What happens when moderation is not in our lexicon?

Brain Inflammation High blood sugar, chronic stress, food intolerance, and more can increase inflammation in the brain. Antioxidants tame inflammation. Oxidative stress occurs when inflammation consistently overpowers the levels of antioxidants in the body.

One antioxidant I recommend is PQQ (pyrroloquinoline quinone – ( It can pass through the blood-brain barrier and reduce inflammation. Most antioxidants are used once, and they are done. They have an extra electron to donate to shut down a free radical without becoming a free radical after the donation.

PQQ can be regenerated 20,000 times or more – one molecule in the brain is effectively an army of twenty thousand. In my brother-in-law’s case, he was on supplemental PQQ for a couple of months before results were seen – fantastic results. Then, he returned to the everyday world for over a year.


The first thing I would do if I thought a loved one had early symptoms of dementia is to get a CRP (c-reactive protein) test. It is an inexpensive blood test that can be obtained for under $100 (in some cases $12.95 – Google it). That tells quantitatively how much inflammation there is in the body. It will not tell you where, but it will be a good start. That test result and a physician’s visit would be a place to start.

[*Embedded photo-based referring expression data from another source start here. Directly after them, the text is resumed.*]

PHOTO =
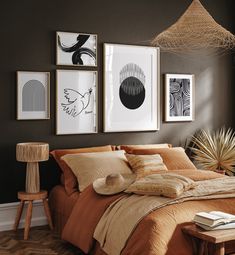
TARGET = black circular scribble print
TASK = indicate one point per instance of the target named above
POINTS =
(132, 91)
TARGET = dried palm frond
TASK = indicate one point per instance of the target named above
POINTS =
(215, 150)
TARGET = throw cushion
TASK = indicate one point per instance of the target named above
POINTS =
(70, 180)
(143, 165)
(168, 185)
(129, 148)
(88, 167)
(174, 158)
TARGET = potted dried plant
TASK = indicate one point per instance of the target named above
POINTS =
(215, 150)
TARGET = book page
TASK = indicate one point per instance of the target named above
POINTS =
(223, 215)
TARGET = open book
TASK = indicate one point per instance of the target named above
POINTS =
(219, 227)
(214, 218)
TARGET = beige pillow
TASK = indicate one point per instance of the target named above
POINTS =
(88, 167)
(167, 185)
(143, 165)
(129, 148)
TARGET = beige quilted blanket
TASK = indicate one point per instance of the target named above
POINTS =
(123, 215)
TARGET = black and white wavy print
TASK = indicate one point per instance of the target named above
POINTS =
(132, 90)
(179, 97)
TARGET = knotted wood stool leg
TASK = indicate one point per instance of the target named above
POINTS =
(18, 214)
(48, 214)
(28, 220)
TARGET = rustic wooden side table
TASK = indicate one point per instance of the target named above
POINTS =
(202, 237)
(30, 197)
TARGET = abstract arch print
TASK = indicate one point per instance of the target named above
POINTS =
(179, 97)
(132, 91)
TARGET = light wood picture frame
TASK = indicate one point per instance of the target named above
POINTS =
(179, 97)
(131, 88)
(76, 102)
(33, 95)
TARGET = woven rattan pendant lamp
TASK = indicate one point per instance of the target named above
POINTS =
(195, 30)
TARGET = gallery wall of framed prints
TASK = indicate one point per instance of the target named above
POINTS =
(131, 88)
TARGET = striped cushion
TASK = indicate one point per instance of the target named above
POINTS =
(143, 165)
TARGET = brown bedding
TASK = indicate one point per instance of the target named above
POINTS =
(61, 206)
(158, 233)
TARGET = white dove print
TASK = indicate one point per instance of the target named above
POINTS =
(77, 102)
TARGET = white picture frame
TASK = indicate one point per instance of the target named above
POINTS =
(76, 102)
(33, 95)
(76, 49)
(130, 108)
(179, 97)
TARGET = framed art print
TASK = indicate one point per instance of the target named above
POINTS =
(33, 95)
(131, 88)
(76, 103)
(179, 97)
(77, 49)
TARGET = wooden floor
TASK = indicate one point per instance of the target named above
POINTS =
(42, 241)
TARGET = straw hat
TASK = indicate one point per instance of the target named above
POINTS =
(113, 183)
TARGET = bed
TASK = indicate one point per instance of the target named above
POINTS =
(76, 215)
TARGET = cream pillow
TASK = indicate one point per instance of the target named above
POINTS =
(88, 167)
(143, 165)
(167, 185)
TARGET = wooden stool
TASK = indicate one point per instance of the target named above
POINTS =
(30, 197)
(201, 238)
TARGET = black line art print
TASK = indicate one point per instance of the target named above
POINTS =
(179, 97)
(132, 91)
(76, 102)
(77, 49)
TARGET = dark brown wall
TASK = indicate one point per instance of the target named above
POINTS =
(27, 42)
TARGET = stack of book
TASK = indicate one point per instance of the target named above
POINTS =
(215, 220)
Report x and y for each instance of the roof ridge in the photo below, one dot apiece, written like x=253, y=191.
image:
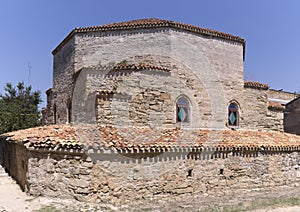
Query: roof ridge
x=151, y=23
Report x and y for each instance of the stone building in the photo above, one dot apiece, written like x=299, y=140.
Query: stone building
x=153, y=110
x=158, y=73
x=292, y=117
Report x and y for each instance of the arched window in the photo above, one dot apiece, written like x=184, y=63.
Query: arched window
x=182, y=110
x=69, y=111
x=54, y=114
x=233, y=115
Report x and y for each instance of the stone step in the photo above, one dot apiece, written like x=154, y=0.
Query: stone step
x=3, y=174
x=6, y=180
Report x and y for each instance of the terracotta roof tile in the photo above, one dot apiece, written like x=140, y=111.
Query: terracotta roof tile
x=52, y=136
x=256, y=85
x=275, y=106
x=138, y=67
x=139, y=138
x=150, y=23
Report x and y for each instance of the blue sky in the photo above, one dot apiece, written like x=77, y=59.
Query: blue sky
x=31, y=29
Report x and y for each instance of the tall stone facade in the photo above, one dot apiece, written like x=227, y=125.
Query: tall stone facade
x=134, y=73
x=292, y=117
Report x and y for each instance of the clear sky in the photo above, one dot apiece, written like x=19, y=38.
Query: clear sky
x=31, y=29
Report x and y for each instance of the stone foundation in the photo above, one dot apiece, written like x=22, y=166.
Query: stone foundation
x=105, y=176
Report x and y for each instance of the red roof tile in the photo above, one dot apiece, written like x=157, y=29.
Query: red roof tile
x=150, y=23
x=275, y=106
x=86, y=136
x=256, y=85
x=138, y=67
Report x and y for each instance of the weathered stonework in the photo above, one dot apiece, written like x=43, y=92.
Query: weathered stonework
x=208, y=70
x=120, y=178
x=125, y=91
x=292, y=117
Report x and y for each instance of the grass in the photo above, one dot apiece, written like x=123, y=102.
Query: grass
x=259, y=204
x=48, y=209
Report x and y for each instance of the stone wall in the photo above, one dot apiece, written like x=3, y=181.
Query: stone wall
x=292, y=117
x=60, y=98
x=277, y=94
x=106, y=176
x=14, y=157
x=255, y=113
x=202, y=60
x=207, y=70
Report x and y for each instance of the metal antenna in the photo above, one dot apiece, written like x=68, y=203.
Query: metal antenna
x=29, y=70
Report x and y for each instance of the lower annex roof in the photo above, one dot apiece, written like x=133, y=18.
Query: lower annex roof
x=85, y=136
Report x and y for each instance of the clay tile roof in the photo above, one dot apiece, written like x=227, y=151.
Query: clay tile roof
x=52, y=136
x=83, y=137
x=137, y=67
x=275, y=106
x=256, y=85
x=151, y=23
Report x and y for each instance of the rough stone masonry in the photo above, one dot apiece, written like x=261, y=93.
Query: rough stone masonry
x=151, y=109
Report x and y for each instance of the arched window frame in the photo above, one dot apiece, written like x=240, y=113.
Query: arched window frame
x=54, y=114
x=233, y=117
x=183, y=110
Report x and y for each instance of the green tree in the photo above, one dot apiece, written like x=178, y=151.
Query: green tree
x=19, y=108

The next thing to consider is changing the daily diet to minimize calories and maximize nutrition (Wahls Protocol). My wife saw results in 72 hours. I would not go to the bank on that testimonial evidence! Identify and remove as many toxins as possible. This includes the foods you buy and specifically the personal care products you use.

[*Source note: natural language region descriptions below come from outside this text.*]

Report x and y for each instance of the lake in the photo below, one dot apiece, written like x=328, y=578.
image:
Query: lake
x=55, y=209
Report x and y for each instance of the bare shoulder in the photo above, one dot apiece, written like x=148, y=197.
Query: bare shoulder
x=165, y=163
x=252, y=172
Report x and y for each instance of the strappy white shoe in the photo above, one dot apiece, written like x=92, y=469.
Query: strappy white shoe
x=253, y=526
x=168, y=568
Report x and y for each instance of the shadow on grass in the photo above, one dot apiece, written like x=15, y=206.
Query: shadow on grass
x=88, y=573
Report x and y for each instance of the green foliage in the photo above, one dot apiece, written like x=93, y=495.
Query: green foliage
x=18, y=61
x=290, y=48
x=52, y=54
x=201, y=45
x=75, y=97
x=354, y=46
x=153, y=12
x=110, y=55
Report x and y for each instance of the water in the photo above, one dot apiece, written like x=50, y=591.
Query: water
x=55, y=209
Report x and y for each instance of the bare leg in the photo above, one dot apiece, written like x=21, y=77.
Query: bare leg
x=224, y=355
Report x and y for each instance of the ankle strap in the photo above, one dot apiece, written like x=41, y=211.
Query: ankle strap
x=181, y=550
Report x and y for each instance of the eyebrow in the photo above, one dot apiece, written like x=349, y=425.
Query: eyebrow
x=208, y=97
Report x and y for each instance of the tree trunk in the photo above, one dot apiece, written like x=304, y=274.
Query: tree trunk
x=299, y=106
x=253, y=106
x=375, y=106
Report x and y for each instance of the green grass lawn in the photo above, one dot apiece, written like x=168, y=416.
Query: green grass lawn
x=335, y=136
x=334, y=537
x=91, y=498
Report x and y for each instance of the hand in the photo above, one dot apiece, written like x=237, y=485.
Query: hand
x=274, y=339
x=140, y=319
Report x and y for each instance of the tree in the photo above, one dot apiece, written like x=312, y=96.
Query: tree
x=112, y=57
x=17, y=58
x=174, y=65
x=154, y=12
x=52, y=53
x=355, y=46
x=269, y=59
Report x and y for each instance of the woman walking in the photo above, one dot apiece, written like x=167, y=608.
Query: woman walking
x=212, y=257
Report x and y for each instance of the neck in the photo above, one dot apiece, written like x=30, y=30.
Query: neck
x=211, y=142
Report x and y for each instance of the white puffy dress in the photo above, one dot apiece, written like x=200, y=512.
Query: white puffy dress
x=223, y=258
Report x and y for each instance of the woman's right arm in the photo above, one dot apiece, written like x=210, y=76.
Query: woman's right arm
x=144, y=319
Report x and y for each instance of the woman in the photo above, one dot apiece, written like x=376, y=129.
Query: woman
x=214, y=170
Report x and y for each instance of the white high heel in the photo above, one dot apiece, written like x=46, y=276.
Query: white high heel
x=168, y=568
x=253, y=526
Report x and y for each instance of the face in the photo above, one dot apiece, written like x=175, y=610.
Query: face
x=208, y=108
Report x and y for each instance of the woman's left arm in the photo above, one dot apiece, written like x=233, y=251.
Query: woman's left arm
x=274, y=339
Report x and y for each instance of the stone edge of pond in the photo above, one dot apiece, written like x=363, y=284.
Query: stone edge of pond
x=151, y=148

Exercise and stress management should be discussed with your doctor, especially on any prescription medications. We want our bodies to function as close to normal as we can. As we address diet, exercise, stress, and more, our immune function improves, which helps fight against disease.

AD is challenging to address when you have many answers in advance. Buying an extra few years might be the best result. It took years for AD to develop, and it cannot be corrected after the horses have left the barn. I have an AD book nearing publication (hopefully this month). It is a compilation of my forty articles and other vital brain-health suggestions.